To reach Folgefonna you need to get deep into the Hardanger- or Sørfjord. In the same area lies the famous Trolltunga rock. I went on this hike as well and in all honesty found it a bit disappointing. The way there is very long and the view not all that spectacular. The rock itself is nice but the tourist queue to get on it does take away some of the fun. Could be that I got spoiled lately, however I believe that this is yet another case demonstrating that the most touristic and most advertised places in Norway are not the ones most worth a visit. The beauty of this country lies in it’s isolated cabins, lonely peaks and sheer wilderness, far away from the masses and the busy sightseeing activities.
But anyway, back to Folgefonna. The hike between Sundal and Odda can be done in either direction, but I do recommend starting from Sundal as the way up from Odda will be even higher and steeper and this more exhausting. The trail is well marked all the way up from Sundal to Fonnabu with the red T sign from Den Norska Turistforeningen (DNT). After a first flattish part on an unpaved road the steep climb to the top starts, including 18 hairpin bends to get over the 750m mark. From here you are halfway up and halfway the distance.

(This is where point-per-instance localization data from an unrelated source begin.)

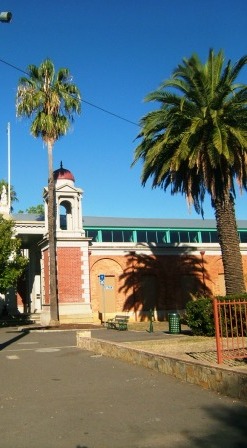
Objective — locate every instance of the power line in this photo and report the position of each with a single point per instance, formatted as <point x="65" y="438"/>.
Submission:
<point x="82" y="100"/>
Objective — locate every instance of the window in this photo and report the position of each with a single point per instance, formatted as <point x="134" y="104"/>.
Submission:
<point x="151" y="236"/>
<point x="92" y="234"/>
<point x="128" y="236"/>
<point x="141" y="236"/>
<point x="161" y="236"/>
<point x="174" y="236"/>
<point x="107" y="236"/>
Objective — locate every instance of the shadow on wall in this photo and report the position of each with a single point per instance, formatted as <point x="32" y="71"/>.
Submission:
<point x="162" y="283"/>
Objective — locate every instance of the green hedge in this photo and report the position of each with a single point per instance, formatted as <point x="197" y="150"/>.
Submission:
<point x="200" y="316"/>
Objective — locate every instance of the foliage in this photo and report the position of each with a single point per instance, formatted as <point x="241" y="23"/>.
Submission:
<point x="196" y="143"/>
<point x="12" y="262"/>
<point x="13" y="195"/>
<point x="200" y="316"/>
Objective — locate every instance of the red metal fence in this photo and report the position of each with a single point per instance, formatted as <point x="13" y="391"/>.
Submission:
<point x="231" y="329"/>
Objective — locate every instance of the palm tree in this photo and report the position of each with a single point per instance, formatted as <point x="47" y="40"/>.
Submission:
<point x="196" y="143"/>
<point x="51" y="99"/>
<point x="13" y="195"/>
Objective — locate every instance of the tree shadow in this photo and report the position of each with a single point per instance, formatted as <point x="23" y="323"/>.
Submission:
<point x="14" y="339"/>
<point x="155" y="282"/>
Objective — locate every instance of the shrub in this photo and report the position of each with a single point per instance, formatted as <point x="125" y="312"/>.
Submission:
<point x="200" y="316"/>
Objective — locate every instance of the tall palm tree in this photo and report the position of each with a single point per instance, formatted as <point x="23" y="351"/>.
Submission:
<point x="196" y="143"/>
<point x="51" y="99"/>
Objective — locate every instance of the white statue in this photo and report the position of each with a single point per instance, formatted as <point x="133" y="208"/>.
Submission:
<point x="4" y="196"/>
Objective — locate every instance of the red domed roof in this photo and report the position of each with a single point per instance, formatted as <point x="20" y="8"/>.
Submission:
<point x="62" y="173"/>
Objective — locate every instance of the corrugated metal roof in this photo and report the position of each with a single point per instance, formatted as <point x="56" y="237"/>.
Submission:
<point x="111" y="221"/>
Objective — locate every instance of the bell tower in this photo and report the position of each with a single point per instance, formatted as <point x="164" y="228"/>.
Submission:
<point x="72" y="249"/>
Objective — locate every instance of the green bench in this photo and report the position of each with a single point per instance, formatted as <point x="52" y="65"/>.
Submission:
<point x="118" y="323"/>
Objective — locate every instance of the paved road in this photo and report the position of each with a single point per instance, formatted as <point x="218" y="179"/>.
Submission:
<point x="54" y="395"/>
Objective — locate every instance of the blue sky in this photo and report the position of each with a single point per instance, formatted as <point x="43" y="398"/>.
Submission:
<point x="117" y="51"/>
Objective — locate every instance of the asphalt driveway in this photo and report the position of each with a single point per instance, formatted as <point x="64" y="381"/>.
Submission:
<point x="54" y="395"/>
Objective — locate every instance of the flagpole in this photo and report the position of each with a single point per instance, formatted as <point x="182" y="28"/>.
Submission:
<point x="9" y="197"/>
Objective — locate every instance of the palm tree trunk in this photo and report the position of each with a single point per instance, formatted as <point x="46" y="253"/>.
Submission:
<point x="229" y="243"/>
<point x="54" y="314"/>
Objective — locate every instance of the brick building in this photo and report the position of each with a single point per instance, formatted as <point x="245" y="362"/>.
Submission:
<point x="142" y="263"/>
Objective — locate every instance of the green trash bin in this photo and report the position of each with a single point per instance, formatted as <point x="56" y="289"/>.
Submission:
<point x="174" y="323"/>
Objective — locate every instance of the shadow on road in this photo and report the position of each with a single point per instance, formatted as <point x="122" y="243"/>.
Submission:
<point x="14" y="339"/>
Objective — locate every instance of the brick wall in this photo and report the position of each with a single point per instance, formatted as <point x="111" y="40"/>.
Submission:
<point x="69" y="268"/>
<point x="168" y="280"/>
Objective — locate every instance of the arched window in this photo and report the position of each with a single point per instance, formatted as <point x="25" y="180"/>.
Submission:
<point x="65" y="213"/>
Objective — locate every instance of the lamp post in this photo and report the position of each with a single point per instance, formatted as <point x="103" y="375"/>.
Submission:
<point x="5" y="17"/>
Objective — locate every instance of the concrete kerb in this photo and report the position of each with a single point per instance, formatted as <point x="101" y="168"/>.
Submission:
<point x="223" y="380"/>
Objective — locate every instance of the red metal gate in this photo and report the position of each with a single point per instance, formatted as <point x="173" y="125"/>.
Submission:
<point x="230" y="329"/>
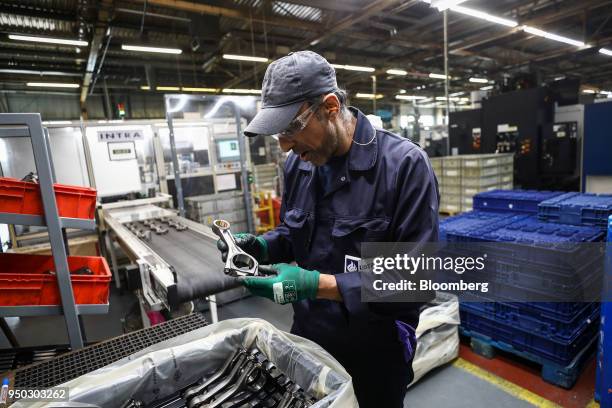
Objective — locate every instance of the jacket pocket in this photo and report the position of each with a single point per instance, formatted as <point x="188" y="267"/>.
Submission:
<point x="299" y="229"/>
<point x="361" y="229"/>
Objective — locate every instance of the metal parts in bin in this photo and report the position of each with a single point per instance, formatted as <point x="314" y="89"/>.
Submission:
<point x="246" y="378"/>
<point x="158" y="372"/>
<point x="68" y="366"/>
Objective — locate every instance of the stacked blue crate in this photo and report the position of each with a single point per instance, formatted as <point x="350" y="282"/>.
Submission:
<point x="577" y="209"/>
<point x="603" y="387"/>
<point x="529" y="266"/>
<point x="554" y="334"/>
<point x="524" y="201"/>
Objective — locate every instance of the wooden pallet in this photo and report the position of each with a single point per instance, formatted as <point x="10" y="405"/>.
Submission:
<point x="552" y="372"/>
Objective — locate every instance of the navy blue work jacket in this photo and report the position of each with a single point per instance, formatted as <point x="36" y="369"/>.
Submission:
<point x="384" y="191"/>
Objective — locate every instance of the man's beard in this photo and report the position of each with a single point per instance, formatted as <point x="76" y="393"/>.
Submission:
<point x="330" y="145"/>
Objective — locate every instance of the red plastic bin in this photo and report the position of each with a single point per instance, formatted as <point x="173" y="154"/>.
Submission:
<point x="26" y="280"/>
<point x="23" y="197"/>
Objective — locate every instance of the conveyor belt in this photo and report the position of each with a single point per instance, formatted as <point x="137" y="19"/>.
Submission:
<point x="68" y="366"/>
<point x="197" y="263"/>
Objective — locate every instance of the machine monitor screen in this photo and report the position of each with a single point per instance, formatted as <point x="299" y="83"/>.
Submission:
<point x="228" y="150"/>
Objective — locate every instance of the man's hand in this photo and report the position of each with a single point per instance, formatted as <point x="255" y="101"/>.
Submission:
<point x="257" y="247"/>
<point x="292" y="284"/>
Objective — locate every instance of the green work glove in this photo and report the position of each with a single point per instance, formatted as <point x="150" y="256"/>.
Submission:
<point x="257" y="247"/>
<point x="292" y="284"/>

The view over the valley is beautiful. Pointy peaks rise in the back, glacier arms flow down over the mountainside and below lie the bright blue Bondhuselva and Bondhusvatnet, owing their colour to the rock flour grinded away by the glacier. After crossing a small plateau another steep ascend leads up to 1200m and soon the Breidablikk cabin will come into sight. From there, follow the piled rocks and look for the red T’s. The trail gets very steep at some point and ascends on a ridge, making it necessary to be cautious when visibility is low.
From Breidablikk you get the first good views over the glacier and it takes another hour to get to Fonnabu. The cabin does not show up until you have pretty much reached it. In this pale and empty, rocky landscape it feels a bit like walking towards the end of the world. Once you’ve reached Fonnabu you are in for a treat of a view. The cabin stands on top of a little hill surrounded by bald rock and ice. We were about 25 people there, mostly Norwegians (a good indicator that you have come to the right place) and almost everyone was standing outside for over an hour to admire the spectacular sunset. At sunrise the view got even better.

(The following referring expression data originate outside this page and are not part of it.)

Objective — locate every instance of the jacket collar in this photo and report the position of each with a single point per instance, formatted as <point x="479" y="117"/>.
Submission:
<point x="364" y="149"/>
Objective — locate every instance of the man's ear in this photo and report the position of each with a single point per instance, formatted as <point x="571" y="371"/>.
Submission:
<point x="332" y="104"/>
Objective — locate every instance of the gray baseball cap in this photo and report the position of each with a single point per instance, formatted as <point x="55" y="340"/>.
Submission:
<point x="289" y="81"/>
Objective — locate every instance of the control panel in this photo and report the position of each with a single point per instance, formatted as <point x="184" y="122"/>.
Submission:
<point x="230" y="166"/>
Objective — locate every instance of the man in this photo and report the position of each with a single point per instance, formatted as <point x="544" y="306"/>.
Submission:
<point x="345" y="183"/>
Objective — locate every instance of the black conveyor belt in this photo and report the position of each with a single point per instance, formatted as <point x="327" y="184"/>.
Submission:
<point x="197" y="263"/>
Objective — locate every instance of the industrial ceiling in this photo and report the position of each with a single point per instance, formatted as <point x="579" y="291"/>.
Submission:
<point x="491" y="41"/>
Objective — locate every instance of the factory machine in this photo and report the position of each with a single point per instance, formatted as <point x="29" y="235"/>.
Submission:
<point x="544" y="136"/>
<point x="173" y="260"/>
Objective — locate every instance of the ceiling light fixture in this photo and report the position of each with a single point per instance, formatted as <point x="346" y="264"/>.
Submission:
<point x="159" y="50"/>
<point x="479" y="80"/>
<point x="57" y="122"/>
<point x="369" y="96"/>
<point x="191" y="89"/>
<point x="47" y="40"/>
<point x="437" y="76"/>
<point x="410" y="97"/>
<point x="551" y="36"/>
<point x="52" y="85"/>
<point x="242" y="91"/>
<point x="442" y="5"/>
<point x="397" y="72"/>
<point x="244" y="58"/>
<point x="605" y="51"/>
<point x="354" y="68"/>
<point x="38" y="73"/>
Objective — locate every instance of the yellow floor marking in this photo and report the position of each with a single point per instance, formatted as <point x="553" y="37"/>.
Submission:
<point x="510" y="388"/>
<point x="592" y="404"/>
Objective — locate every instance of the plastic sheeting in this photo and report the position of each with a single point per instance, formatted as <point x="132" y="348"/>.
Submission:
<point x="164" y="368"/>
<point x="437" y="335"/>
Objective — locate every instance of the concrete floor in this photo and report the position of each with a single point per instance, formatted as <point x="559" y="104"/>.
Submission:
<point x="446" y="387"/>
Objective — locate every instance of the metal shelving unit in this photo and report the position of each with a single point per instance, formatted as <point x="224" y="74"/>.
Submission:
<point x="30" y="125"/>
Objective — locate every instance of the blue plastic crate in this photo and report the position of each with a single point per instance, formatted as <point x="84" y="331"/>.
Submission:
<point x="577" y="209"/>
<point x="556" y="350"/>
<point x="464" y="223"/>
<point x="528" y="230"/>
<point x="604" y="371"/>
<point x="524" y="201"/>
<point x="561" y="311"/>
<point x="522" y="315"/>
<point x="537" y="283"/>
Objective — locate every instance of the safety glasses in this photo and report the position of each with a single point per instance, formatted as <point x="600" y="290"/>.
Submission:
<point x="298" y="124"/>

Our glacier crossing got delayed by an unfortunate accident (on which I wrote more in my post on mountain safety), so we did not get off the mountain until 9PM in the evening. Both the crossing and the descent down to Odda took longer and were more exhausting than I had expected. The glacier crossing climbs another 150m and is 7km long. This is really where you can see the unique character of Folgefonna: when you bypass its highest point, you can see the steep the cliffs of the Hardanger fjord as it cuts its way inland. On the other side you can see it opening up to the Atlantic filled with islands glowing in the sun. Standing on a glacier with a sea view is a very strange experience.
Holmaskjer was put in a place just as impossible as Fonnabu. It seems to be surrounded by glacier all the way, but on the backside it is only firn and not flowing ice. If you stick to the poled route across you will be safe to continue. The landscape on the way down undergoes the same spectacular changes as it does on the way up. From the pale ice and rocky top you can look down into the forested valley, and even before you reach the treeline you look down into the blue waters of the fjord. The last part of the trail is a 900m steep drop on endless hairpin bends.
It’s a beautiful hike, but it is not to be underestimated. DNT grades it ‘expert’, which is the hardest of levels any tour can get. For people who are physically fit and used to mountain hiking it is definitely one of the most beautiful multiple day tours you can take in the Hardanger region.